Em um cenário corporativo cada vez mais voltado para a sustentabilidade humana, o conceito de Felicidade Interna Bruta (FIB) — índice originalmente criado no Butão e endossado pela ONU — deixa de ser uma curiosidade exótica para se tornar uma ferramenta vital de gestão.
O artigo destaca como a integração do bem-estar às estratégias de negócio transforma a saúde emocional dos colaboradores em um ativo competitivo, impactando diretamente a produtividade e a retenção de talentos.

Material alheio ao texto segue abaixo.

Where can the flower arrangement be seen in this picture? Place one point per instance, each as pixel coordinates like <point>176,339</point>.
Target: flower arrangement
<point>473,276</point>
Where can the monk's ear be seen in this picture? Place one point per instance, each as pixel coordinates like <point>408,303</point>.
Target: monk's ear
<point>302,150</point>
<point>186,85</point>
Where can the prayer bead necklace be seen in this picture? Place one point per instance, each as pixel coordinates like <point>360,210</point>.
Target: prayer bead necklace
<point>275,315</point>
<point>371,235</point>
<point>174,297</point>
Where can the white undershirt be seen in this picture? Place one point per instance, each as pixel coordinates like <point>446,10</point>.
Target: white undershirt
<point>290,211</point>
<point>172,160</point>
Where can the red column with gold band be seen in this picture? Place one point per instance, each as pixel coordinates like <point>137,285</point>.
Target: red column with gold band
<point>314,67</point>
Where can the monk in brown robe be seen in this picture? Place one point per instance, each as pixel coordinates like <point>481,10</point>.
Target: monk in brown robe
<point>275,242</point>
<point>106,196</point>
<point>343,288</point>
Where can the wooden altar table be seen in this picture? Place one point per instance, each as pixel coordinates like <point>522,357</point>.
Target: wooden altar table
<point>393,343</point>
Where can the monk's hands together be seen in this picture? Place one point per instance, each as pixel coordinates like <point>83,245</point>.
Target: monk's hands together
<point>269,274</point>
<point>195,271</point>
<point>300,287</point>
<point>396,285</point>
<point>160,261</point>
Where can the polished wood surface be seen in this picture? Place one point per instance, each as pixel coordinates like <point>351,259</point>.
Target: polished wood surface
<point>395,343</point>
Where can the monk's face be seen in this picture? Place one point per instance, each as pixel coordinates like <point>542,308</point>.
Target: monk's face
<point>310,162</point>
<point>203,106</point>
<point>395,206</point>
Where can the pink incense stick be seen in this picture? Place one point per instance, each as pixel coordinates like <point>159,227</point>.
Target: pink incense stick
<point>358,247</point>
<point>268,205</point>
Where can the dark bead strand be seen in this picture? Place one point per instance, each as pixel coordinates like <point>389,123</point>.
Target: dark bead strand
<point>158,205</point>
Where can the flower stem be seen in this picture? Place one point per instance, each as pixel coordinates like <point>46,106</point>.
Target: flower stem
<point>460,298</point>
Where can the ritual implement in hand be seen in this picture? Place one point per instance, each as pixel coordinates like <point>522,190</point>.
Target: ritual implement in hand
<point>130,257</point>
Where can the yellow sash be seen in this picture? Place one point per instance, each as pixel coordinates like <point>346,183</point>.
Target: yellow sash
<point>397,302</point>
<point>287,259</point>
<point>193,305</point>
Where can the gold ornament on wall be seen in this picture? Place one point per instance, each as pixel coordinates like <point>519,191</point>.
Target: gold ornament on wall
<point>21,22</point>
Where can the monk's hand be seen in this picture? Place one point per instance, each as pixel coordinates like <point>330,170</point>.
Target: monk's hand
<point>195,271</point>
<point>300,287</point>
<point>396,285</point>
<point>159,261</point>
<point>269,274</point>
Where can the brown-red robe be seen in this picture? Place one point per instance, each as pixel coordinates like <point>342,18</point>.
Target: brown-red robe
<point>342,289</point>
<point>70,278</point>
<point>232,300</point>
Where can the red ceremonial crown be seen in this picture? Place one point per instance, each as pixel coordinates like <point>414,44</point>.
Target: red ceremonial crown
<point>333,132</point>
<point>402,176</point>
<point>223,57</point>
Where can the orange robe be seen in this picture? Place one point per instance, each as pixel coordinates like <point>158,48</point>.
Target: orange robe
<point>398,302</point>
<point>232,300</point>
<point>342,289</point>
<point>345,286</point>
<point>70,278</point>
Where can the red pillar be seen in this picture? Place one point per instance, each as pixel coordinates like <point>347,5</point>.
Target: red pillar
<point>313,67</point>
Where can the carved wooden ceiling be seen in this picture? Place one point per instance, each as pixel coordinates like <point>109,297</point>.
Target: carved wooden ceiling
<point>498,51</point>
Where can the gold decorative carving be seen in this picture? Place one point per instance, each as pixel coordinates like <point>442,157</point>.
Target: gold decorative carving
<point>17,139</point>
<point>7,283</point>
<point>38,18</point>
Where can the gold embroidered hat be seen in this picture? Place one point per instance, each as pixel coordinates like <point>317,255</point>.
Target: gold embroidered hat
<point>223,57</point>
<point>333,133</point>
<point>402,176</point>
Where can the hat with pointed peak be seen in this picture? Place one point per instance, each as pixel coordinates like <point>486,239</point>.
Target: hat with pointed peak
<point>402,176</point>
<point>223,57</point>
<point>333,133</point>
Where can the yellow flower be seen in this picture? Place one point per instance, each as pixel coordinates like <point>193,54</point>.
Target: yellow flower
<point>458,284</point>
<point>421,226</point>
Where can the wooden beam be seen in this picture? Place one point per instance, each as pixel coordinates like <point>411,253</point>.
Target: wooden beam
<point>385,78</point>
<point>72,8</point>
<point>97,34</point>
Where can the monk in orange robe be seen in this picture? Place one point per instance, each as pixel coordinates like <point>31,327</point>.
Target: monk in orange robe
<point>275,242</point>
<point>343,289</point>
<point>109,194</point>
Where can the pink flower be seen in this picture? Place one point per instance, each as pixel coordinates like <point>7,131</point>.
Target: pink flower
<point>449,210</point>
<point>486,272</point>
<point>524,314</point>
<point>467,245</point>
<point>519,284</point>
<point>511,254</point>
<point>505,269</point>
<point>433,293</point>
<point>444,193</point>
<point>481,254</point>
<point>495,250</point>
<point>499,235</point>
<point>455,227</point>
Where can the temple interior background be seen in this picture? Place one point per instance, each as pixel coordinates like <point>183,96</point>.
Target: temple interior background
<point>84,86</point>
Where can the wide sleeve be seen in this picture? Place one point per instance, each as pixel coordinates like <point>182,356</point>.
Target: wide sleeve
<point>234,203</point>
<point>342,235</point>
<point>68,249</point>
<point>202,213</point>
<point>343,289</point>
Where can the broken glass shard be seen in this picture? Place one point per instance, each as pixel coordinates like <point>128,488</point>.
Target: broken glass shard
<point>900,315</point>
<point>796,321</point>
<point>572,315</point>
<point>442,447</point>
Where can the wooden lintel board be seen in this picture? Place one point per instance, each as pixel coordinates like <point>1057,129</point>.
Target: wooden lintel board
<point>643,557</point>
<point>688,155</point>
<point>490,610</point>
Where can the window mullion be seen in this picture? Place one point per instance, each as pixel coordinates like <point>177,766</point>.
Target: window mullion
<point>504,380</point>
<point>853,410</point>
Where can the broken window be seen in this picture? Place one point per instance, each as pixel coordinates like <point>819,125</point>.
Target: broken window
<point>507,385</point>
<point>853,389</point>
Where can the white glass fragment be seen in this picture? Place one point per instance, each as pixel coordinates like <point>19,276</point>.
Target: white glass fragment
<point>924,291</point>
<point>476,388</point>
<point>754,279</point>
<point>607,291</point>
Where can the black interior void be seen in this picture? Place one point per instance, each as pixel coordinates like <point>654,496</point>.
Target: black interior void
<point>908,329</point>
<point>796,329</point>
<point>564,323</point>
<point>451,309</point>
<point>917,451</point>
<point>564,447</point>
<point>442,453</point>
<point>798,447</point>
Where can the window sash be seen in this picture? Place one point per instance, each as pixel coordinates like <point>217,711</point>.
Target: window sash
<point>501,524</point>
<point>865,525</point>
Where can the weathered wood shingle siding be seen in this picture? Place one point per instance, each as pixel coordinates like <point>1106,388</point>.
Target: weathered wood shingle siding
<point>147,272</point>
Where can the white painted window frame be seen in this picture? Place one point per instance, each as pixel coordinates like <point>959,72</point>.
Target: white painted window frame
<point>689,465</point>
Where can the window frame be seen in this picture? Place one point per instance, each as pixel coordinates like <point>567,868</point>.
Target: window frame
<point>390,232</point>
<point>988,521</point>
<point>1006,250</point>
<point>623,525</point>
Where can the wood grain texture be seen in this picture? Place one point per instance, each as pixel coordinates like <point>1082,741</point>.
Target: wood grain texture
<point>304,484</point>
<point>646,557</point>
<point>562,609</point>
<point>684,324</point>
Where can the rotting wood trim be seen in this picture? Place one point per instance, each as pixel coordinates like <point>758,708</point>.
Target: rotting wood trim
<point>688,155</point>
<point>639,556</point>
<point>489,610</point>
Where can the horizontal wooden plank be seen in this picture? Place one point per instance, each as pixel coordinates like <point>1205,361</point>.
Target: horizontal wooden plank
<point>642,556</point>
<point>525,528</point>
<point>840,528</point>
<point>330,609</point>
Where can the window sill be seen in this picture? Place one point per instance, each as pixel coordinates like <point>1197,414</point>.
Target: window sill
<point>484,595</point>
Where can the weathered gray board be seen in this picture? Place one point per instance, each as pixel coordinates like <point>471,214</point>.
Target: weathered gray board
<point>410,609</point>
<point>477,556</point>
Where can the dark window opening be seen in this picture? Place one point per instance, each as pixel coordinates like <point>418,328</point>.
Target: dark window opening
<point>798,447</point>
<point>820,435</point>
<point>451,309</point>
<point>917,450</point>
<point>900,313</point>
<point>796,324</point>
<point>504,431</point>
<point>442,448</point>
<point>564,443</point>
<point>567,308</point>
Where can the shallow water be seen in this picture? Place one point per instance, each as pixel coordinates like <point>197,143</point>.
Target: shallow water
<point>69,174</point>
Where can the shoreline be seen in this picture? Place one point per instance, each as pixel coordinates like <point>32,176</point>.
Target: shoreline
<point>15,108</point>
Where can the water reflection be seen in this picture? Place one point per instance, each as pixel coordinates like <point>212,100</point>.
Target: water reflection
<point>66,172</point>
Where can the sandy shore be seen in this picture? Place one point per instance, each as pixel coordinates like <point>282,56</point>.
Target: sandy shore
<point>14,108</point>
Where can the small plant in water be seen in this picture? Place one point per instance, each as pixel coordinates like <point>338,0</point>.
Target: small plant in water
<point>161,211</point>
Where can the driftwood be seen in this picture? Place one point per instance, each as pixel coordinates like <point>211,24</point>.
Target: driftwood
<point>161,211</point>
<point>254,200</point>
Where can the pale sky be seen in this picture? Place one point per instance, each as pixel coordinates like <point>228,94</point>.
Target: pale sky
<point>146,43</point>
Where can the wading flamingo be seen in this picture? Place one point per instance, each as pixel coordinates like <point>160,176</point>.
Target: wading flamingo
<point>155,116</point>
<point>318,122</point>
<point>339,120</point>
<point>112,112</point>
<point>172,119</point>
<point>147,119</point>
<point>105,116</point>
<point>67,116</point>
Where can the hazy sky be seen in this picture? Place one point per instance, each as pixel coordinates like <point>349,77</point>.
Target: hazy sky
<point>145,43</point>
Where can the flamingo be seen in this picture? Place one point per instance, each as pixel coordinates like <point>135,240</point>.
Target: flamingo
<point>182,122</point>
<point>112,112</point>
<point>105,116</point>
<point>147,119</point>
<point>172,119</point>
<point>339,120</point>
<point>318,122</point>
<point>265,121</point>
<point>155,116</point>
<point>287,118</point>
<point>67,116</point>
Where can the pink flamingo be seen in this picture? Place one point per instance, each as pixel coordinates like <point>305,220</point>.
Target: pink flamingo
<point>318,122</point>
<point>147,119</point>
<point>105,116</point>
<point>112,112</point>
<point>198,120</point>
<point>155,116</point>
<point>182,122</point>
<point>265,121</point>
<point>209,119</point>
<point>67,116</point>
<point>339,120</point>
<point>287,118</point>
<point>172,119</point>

Por que adotar a FIB nas empresas?
A transição do foco puramente financeiro para métricas humanas traz resultados tangíveis. Segundo o texto, empresas que priorizam a felicidade colhem:
- Aumento de Produtividade: Citação do estudo de Oxford, MIT e Erasmus University que aponta que colaboradores felizes são até 13% mais produtivos.
- Redução de Turnover: O engajamento e o senso de pertencimento diminuem a rotatividade.
- Inovação e Criatividade: Ambientes de confiança e cooperação estimulam novas ideias.
- Fortalecimento da Marca Empregadora: Vantagem na atração dos melhores talentos do mercado.
Como aplicar na Prática?
A implementação dos princípios da FIB exige ações concretas que promovam o equilíbrio entre vida pessoal e profissional. Algumas iniciativas sugeridas incluem:
- Saúde Mental e Física: Programas de mindfulness, apoio psicológico e incentivo ao esporte.
- Cultura de Escuta: Pesquisas de clima organizacional e canais de escuta ativa.
- Desenvolvimento: Oportunidades reais de crescimento e capacitação contínua.
- Relações Interpessoais: Fomento a um ambiente de vínculos saudáveis e colaboração.
O Contexto Brasileiro em 2026
O artigo ressalta que o Brasil está alinhado a essa tendência global. O exemplo citado é o projeto-piloto em Fernando de Noronha, que passou a adotar a FIB como métrica de desenvolvimento público. Isso sinaliza um horizonte onde qualidade de vida e tempo equilibrado ganham a mesma relevância que indicadores econômicos tradicionais.
A Visão da Autora: “A Felicidade Interna Bruta não é apenas uma métrica, é uma filosofia de gestão… Progresso sem humanidade não é progresso. Felicidade e performance não se excluem, elas se fortalecem mutuamente.”
Sobre a Autora
Elaine Bernardes é diretora de Gente da Leega Consultoria, com mais de 25 anos de experiência em RH. É formada em Administração e especialista em cultura organizacional e engajamento.